Round-robin author and participant Skye Taylor suggested this month's topic on how easy or difficult you find including humor in writing, if have you ever incorporated a true life humorous event in your own life or the life of someone you know in a book you were writing?

I must admit this month's topic is a challenge for me as I hadn't thought about it before. I've always considered humor as the comedy genre, and I know I'd be dismal at it. I think comedy is a very challenging and difficult genre. While I enjoy humor, I know I'd be lousy at writing it as my mind just doesn't (or hasn't so far) been adept at creating it. It's not that I'm incapable of enjoying humor because I do. Creating humor, though, is another matter altogether. 

Usually, any humor I engender is the laughter created by my klutzy actions. For instance, anything I'm wearing or carrying will almost inevitably catch on something as I pass by, jerking me to the side or to an abrupt stop and usually causing me to drop whatever I'm carrying. This includes purse straps, necklaces, bracelets, belt loops, shoe strings, wide sleeves, jacket linings, and pockets (and many other unexpected causes) that catch on various door parts or carts, cars, and anything else that I might walk past. I've elicited many laughs from others watching me. I suppose I could write a character with that problem. Experience, you know, gives great insight. This repetition, though, might bore the reader.

In writing, my humor is mostly conversational. Usually, this is limited to snarky asides from one character to another about different situations as they arise.

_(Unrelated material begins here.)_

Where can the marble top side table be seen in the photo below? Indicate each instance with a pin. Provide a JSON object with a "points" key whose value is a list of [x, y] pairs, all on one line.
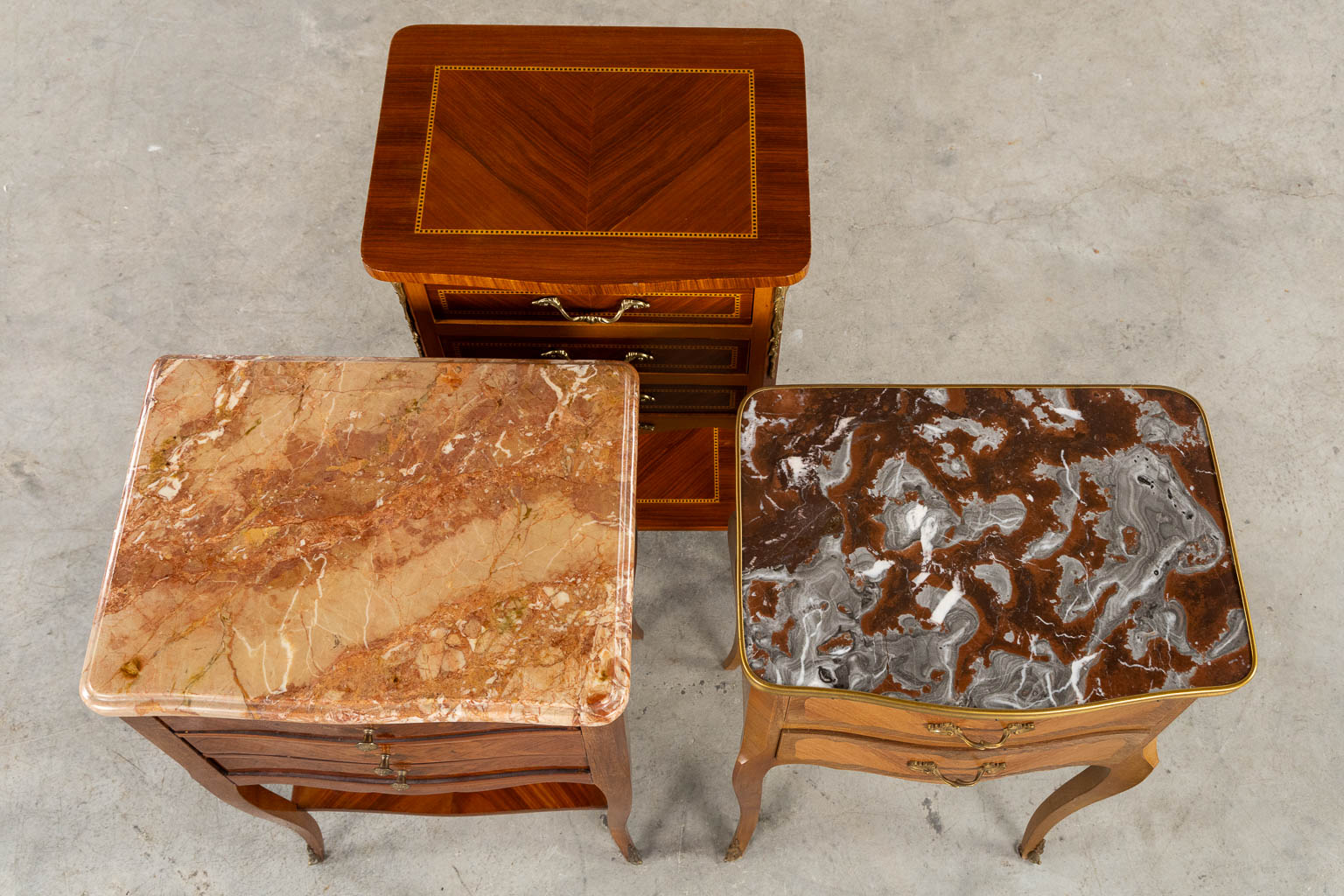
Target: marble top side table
{"points": [[391, 584], [975, 582], [597, 192]]}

I’ve never even tried to write a comedic scene.

This all led me to explore humor. So I read Jan Hornung's article about humor in The Internet Writing Journal. She advises the writer, "Don't tell the reader that something is funny. Let the reader discover this for himself. Do this by painting a picture with words that the reader can relate to with all five of his senses. Describe the smells, textures, tastes, sights, and sounds."  

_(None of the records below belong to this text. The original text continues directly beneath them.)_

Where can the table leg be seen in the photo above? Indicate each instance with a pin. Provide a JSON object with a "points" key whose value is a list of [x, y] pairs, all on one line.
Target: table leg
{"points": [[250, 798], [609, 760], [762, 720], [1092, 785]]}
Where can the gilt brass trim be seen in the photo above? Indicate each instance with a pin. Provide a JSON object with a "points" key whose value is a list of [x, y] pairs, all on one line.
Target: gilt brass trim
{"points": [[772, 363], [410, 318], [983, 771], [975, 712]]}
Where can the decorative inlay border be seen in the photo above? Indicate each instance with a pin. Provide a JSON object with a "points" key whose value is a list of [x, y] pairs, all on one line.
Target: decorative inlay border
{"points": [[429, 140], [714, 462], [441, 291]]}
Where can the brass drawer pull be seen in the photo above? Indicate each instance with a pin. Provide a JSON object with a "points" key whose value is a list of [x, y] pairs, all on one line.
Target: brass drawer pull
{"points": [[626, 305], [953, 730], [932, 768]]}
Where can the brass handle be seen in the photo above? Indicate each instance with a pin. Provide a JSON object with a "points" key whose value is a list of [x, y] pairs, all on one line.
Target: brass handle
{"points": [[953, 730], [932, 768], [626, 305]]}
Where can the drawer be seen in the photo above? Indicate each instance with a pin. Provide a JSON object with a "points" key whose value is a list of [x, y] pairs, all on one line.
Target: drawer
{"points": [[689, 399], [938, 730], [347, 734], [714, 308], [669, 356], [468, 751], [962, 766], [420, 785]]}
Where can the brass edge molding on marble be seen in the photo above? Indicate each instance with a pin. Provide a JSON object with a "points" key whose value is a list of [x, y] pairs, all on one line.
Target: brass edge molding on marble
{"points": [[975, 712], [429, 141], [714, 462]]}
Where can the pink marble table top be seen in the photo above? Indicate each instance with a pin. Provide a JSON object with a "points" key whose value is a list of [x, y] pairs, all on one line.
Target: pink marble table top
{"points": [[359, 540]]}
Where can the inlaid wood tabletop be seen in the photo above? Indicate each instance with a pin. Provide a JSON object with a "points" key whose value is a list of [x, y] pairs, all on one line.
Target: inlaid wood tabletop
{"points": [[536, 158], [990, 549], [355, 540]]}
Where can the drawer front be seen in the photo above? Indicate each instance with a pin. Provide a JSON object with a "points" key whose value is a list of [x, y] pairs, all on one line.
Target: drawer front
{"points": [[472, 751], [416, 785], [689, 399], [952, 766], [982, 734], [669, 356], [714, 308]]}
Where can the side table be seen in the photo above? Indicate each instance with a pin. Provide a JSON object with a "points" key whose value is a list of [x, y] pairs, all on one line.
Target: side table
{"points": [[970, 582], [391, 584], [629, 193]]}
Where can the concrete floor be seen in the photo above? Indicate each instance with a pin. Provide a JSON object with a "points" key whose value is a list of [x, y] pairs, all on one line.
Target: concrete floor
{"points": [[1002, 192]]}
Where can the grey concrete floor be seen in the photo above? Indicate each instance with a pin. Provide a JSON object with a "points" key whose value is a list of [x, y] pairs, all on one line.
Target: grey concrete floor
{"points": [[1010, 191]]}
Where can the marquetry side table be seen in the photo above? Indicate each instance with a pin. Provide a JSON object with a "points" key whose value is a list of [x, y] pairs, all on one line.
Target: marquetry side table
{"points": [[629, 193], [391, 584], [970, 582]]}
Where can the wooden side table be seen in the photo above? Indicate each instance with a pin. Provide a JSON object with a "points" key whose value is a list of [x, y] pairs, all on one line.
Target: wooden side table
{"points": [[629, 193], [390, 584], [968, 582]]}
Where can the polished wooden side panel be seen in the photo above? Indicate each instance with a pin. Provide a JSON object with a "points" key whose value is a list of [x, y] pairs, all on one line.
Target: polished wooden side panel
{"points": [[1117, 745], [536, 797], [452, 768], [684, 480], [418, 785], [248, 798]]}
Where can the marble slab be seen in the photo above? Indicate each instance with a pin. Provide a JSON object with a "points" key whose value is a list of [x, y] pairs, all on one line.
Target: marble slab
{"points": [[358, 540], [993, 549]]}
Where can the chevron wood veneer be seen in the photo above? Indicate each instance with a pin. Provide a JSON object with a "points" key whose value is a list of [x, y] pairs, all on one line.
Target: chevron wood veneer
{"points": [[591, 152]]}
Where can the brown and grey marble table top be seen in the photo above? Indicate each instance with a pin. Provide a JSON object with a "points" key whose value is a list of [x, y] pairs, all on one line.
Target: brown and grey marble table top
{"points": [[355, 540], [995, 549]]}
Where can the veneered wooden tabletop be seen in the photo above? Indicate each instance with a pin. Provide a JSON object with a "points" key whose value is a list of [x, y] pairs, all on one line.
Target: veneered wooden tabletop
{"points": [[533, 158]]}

I am very familiar with the concept of showing not telling, but envisioning the humorous scene might be the most difficult part, even when using exaggeration or understatement, which are also recommended for writing humor. I've read where humor is just a reversal of a possible tragedy. Even so, foreshadowing the tragedy and switching it out to a funny disaster is no easy task.

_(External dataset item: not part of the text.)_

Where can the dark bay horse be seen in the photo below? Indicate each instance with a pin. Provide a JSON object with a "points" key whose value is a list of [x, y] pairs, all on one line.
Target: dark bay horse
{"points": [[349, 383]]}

Visit the following authors on how they handle humor:

Skye Taylor 
Diane Bator 
Beverley Bateman 
Dr. Bob Rich 
Connie Vines  
Anne Stenhouse  
Margaret Fieland 
A.J. Maguire  
Victoria Chatham 
Judith Copek 


  1. Jan Hornung's advice is good to keep in mind. Show the situation and the reader will find the humor that's there without being slapped in the face with it. If you ever end up with a story that's just getting too dark and heavy, you can add that character with the getting caught on everything quirk, then use it to lighten the mood when you need to. Diversion is good, but so is breaking the tension now and then. And, as you point out, you have plenty of fodder to pick from.

  2. Skye, interesting point. This brings to mind Shakespeare. I especially remember the scene with the gravediggers in Hamlet. Here's an interesting article about humor in Hamlet

  3. Yeah, I don't really write comedy either, so that's why I had nothing to say on this subject. I've read some romance that are really amusing, making me smile, or outright laugh while I read. But my muse doesn't give me that. Instead, my books are character-driven, since I love to explore how one person learns to trust another fully. That can lead to amusing, snarky comments, but is not really funny, per se.

  4. I so identify with your problems. Mine was always long necklaces getting caught in or on something until I broke one too many and stopped wearing them. Any one of your for instances could be the basis for a humerous situation.

  5. Well written and interesting post, Rhobin. Especially your reference to Jan Hornung's article. It's very close to how I feel about humor and writing it. I enjoy it. I love it when someone makes me laugh, but for me to do it... I don't have the talent.